Anatomia do movimento


Mostra traz a SP, a partir de quarta, a obra de Jesús Soto, o venezuelano que injetou movimento nas artes plásticas


CASSIANO ELEK MACHADO
DA REPORTAGEM LOCAL

Quando começou a estudar artes, na Venezuela dos anos 40, Jesús Soto enfrentava, a cada vernissage, o mesmo velho ponto de interrogação. Por que diabos as pessoas gastavam pouquíssimos minutos espiando as pinturas e esculturas e eram capazes de ficar mais de uma hora ouvindo qualquer concerto programado para animar a inauguração da mostra?
Daqui a dois dias, quando mais de 40 obras desse artista enfrentarem mais um vernissage, o público paulistano terá pela frente, com bastante tempo, as instigantes respostas que Jesús Soto deu para a sua própria equação.
Não será o primeiro, o segundo ou o terceiro encontro de São Paulo com o trabalho de um dos mais importantes criadores latino-americanos do século 20. Mas será um dos mais completos e o maior já feito por uma galeria.
A exposição que começa na quarta-feira, na Dan Galeria, reúne desde peças desenvolvidas em 1955, ano em que Soto e um pequeno grupo de artistas fizeram a primeira exposição da chamada arte cinética, até uma boa amostra do que o venezuelano vem fazendo nos últimos dois anos.
De Paris, onde mora desde 1950, o artista de 79 anos conversou por telefone com a Folha, sobre a trajetória que o levou "da selva à quarta dimensão da arte".
A história começa em Ciudad Bolívar, encravada na parte venezuelana da floresta amazônica. Nessa cidade, onde seria criado em 71 o imponente Museu de Arte Moderno Jesús Soto, nasceu o artista, filho de família simples.
Mas foi na capital venezuelana, na Escola de Artes Plásticas e Aplicadas de Caracas, em 1942, que o rapaz magrelo e desajeitado começou a tomar contato com a arte, tendo como companheiro de aulas Carlos Cruz-Diez.
"O cubismo tinha feito sua parte até 1916. Eu tinha nascido em 1923. Cresci em um imenso vazio da arte contemporânea. Quando terminei meus estudos em Caracas, em 1947, continuei com uma grande inquietude", lembra Soto. "Um dia me dei conta de que me maravilhava o pedido de tempo que a música faz. Ela solicita tempo ao ouvinte para que receba sua mensagem. Por outro lado, alguém pode ir a um museu ver Rubens, ou seja lá o que for, e passar menos de cinco minutos para ver um quadro", conta Soto.
"Vê um, vê outro; passa e passa.
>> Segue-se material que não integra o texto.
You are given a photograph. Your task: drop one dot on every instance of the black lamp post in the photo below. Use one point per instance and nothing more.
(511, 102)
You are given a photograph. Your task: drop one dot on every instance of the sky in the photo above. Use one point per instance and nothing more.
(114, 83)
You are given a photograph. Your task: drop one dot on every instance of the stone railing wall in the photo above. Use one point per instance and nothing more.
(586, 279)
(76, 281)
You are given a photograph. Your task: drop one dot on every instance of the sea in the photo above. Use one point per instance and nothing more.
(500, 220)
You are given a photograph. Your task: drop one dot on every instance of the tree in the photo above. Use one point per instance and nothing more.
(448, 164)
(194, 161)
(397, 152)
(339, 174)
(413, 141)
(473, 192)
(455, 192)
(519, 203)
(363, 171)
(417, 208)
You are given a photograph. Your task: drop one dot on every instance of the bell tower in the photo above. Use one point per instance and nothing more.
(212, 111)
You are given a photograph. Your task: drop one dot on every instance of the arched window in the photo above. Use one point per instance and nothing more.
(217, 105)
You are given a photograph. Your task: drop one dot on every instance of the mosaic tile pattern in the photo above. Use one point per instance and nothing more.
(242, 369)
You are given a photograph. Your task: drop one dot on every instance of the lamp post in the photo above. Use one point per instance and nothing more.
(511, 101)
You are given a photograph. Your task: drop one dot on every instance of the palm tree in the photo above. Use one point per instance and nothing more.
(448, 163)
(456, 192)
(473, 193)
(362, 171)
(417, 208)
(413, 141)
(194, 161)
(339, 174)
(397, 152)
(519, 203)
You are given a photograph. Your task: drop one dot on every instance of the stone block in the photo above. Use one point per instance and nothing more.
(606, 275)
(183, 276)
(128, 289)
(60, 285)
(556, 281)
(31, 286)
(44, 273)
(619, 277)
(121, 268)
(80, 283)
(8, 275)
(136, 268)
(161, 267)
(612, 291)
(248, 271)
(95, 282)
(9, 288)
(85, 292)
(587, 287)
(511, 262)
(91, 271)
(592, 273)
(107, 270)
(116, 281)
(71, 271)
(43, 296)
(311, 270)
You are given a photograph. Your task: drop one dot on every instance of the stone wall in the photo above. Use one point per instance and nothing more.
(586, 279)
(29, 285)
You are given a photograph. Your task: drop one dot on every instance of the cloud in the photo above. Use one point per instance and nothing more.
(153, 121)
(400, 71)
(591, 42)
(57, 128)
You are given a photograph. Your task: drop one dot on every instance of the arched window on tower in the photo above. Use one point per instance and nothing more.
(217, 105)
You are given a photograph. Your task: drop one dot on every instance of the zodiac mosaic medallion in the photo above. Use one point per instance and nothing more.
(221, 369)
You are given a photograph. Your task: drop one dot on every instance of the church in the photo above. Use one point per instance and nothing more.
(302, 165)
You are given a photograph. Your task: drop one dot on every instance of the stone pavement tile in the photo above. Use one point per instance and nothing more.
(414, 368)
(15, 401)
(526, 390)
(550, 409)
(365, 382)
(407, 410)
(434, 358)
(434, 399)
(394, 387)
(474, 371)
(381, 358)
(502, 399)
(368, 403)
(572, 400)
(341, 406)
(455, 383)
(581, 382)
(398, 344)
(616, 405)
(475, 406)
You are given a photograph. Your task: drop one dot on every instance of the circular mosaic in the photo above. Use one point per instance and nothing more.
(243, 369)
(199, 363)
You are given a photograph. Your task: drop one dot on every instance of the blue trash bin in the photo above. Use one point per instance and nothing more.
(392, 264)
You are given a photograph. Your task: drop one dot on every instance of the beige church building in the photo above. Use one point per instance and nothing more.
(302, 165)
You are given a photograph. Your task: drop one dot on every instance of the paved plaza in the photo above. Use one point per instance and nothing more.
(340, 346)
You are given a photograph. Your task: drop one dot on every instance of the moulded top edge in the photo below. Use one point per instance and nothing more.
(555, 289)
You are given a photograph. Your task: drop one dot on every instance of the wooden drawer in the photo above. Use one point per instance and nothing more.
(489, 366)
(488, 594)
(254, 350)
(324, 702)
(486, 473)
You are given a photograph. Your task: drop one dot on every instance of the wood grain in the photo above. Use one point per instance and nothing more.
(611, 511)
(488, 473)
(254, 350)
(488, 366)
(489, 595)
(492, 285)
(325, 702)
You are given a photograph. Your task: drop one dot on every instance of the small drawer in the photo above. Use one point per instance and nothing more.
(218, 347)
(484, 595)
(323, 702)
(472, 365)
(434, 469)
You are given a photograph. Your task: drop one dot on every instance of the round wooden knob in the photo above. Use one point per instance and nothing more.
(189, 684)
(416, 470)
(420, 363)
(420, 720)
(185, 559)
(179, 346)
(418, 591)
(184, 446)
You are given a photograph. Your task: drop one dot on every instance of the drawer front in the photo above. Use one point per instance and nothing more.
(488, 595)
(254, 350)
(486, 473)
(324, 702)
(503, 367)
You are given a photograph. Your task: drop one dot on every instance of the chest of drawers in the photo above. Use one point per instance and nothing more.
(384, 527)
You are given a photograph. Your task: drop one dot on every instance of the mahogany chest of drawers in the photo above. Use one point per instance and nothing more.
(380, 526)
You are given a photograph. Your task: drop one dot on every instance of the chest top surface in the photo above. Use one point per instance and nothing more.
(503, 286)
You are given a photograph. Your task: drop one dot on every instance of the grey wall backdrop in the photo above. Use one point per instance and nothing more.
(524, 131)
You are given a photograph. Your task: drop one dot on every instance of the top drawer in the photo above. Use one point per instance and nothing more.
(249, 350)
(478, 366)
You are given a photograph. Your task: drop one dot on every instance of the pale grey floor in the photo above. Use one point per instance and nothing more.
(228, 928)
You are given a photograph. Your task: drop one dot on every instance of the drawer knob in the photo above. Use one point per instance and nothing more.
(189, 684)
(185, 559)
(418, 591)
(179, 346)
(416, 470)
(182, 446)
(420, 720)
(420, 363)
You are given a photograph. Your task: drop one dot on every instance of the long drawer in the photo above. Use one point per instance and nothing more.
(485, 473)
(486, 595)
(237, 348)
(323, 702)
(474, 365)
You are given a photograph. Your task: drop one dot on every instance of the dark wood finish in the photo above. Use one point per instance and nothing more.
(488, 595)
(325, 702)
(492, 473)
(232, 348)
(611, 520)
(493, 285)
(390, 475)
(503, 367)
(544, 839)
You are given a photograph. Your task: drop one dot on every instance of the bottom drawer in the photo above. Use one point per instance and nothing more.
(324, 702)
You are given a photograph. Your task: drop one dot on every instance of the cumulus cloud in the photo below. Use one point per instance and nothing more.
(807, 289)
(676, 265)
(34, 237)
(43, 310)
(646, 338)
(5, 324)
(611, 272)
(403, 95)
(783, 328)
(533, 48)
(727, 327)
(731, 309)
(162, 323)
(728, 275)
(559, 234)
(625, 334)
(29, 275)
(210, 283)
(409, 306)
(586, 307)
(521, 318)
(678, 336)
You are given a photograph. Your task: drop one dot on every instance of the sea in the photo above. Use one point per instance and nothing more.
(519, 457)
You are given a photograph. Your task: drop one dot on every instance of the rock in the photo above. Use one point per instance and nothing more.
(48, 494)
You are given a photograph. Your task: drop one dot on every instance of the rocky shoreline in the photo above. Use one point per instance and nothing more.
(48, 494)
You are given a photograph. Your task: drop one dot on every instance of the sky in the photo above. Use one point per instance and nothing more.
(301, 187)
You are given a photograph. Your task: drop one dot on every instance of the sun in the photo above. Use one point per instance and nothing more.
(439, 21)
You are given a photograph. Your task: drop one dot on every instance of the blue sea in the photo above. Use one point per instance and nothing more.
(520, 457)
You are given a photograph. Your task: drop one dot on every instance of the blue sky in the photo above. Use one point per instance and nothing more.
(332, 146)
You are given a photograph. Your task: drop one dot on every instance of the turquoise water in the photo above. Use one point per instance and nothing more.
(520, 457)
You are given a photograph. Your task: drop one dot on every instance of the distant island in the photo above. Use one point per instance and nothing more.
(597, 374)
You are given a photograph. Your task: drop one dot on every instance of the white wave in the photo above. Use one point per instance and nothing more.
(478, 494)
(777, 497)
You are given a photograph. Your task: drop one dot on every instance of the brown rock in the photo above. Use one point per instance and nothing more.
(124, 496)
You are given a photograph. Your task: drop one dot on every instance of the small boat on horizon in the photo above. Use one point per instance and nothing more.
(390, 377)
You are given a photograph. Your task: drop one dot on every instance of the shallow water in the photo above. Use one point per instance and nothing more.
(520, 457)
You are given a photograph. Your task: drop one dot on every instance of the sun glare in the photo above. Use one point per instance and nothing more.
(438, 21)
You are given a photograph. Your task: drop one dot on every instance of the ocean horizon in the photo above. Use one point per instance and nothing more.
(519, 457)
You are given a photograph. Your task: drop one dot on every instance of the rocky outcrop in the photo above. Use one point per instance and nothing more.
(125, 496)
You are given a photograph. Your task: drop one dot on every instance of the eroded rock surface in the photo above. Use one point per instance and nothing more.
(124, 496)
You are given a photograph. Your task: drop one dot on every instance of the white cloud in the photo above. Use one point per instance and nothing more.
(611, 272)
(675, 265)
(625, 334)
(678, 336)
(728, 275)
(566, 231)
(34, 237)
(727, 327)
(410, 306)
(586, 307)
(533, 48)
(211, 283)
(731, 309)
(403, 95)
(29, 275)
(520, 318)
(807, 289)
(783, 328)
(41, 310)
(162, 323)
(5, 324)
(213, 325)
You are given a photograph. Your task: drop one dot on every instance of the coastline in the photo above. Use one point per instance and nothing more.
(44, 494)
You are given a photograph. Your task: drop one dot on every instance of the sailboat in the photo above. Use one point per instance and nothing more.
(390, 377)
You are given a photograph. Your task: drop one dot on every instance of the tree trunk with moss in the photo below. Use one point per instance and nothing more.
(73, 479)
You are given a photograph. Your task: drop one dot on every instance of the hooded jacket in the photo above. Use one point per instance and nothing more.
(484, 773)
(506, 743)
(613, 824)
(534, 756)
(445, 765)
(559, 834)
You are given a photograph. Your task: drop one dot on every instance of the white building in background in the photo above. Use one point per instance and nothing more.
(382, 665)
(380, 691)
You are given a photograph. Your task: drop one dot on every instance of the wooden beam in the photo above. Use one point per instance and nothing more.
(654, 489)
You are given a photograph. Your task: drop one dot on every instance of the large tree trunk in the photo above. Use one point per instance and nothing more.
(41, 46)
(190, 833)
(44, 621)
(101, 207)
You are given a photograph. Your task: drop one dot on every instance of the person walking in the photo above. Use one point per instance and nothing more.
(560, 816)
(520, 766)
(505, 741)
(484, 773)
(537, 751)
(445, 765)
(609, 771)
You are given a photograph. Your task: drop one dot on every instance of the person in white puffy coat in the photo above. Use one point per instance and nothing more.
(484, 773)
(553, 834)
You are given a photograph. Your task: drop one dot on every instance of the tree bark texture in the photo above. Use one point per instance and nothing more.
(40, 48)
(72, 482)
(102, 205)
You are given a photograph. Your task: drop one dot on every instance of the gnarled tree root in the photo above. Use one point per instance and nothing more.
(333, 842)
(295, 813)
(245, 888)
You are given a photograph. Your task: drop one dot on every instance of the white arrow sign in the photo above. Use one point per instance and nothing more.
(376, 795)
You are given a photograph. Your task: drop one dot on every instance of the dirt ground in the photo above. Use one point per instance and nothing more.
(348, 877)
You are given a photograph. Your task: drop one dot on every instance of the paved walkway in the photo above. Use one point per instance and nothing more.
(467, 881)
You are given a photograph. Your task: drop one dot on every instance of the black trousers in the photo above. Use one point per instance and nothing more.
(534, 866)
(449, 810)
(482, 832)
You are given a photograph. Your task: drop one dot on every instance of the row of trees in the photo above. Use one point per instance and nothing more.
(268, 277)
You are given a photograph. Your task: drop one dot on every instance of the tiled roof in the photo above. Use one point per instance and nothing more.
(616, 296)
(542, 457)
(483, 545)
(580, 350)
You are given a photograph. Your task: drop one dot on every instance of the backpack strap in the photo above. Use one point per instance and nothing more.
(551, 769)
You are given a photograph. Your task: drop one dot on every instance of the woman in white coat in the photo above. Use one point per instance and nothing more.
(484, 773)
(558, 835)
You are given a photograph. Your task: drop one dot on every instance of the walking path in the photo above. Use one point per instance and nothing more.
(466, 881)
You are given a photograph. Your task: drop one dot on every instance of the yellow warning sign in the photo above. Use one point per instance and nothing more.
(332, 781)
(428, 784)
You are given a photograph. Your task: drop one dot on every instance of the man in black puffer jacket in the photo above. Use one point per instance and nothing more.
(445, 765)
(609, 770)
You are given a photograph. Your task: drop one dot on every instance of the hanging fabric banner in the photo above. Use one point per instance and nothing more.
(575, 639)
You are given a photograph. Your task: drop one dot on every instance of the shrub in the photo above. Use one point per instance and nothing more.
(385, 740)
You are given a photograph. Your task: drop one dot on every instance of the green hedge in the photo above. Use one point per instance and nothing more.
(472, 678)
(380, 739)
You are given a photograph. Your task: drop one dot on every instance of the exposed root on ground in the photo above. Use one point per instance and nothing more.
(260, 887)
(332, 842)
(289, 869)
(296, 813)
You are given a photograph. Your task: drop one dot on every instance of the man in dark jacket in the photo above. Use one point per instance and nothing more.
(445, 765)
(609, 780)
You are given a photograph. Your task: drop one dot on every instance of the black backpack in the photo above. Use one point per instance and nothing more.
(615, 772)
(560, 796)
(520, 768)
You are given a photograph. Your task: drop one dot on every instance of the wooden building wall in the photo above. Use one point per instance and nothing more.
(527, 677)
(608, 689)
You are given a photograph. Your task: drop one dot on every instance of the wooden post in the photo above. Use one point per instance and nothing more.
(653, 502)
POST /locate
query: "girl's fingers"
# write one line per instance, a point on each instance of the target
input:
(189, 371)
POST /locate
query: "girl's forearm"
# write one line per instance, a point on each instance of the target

Cada obra dessa teve tanto ou mais trabalho por trás do que uma peça sonora. E a música pede o mínimo de um quarto de hora."
Estudando violão, ele chegou à conclusão de que o que faltava nas artes plásticas era mesmo tempo.
Carregando pouco mais do que a viola, que seria seu sustento por dez anos, Soto foi a Paris. Ele acreditava que os cubistas eram os que mais próximo haviam chegado de aprisionar o tempo na arte e que a capital francesa era o lugar certo para encontrá-los.
Certo? Errado. O venezuelano topou com muito pouco cubismo, mas, em compensação, cruzou caminhos com os dois elementos que fermentariam a sua linguagem artística.
O primeiro era a arte abstrata e as pesquisas dos antecessores do que viria a ser a arte cinética, os móbiles de Alexander Calder e a imaginação delirante de Marcel Duchamp, autor da clássica pintura "Nu Descendo a Escada".
O segundo elemento foi a música contemporânea. "Pude aprender muito com o serialismo e a dodecafonia. A música serial atribuía um número a cada nota musical. Então faziam uma espécie de permutações numéricas para chegar às composições. Comecei a me perguntar por que não fazer um trabalho serial com a cor."
Soto distribuiu, então, um número de um a oito a um octeto de cores e começou a fazer permutações entre elas. "Isso gerou uma sensação de vibração fantástica, a cor passou a vibrar, de modo diferente do que a vibração dos impressionistas." O artista começava a atingir seu objetivo: aprisionar o tempo na arte, fazendo com que ela tivesse movimento.
Em abril de 1955, ele, o húngaro Victor Vasarely, o americano Calder, o francês Duchamp, o suíço Jean Tinguely, o israelense Agam e o belga Pol Bury fazem na galeria Denise René a histórica exposição "O Movimento".
"Alguns críticos que viram isso deram a nossa arte o rótulo de cinética. Tivemos sorte, até, no nome. Cubismo, por exemplo, me parece um absurdo. A arte cubista é justamente a ruptura do cubo."
Quem visitar a exposição do artista na Dan Galeria, organizada por Flávio Cohn, deve ter em conta que o movimento, sobre o qual fala o artista (e a história da arte), inclui a visão do espectador. De acordo com o ponto de observação e do movimento de quem olha os trabalhos de Soto, as obras mudam de cor e "se movem".
É esse "movimento" que ele chama de "quarta dimensão". "O espectador passa a ser uma espécie de cúmplice da obra. Ela só funciona quando o espectador participa. Antes, as artes plásticas falavam em energia, tempo e espaço e, com o testemunho do público, faço nascer o movimento."
O discurso pode parecer difícil, mas apreciar o trabalho de Soto não é. Na 23ª Bienal de São Paulo, uma das cinco da qual ele participou, foi feita uma pesquisa com o público sobre o que ele mais gostou. O resultado: Picasso, Edvard "O Grito" Munch e uma esfera vermelha de Soto, semelhante a uma que estará na mostra.
"Minha arte não é difícil. Difícil é entender a situação política atual da Venezuela. Não sei que técnica está usando a política atual para que ninguém possa segui-la. Estou completamente perdido", brinca Jesús Soto.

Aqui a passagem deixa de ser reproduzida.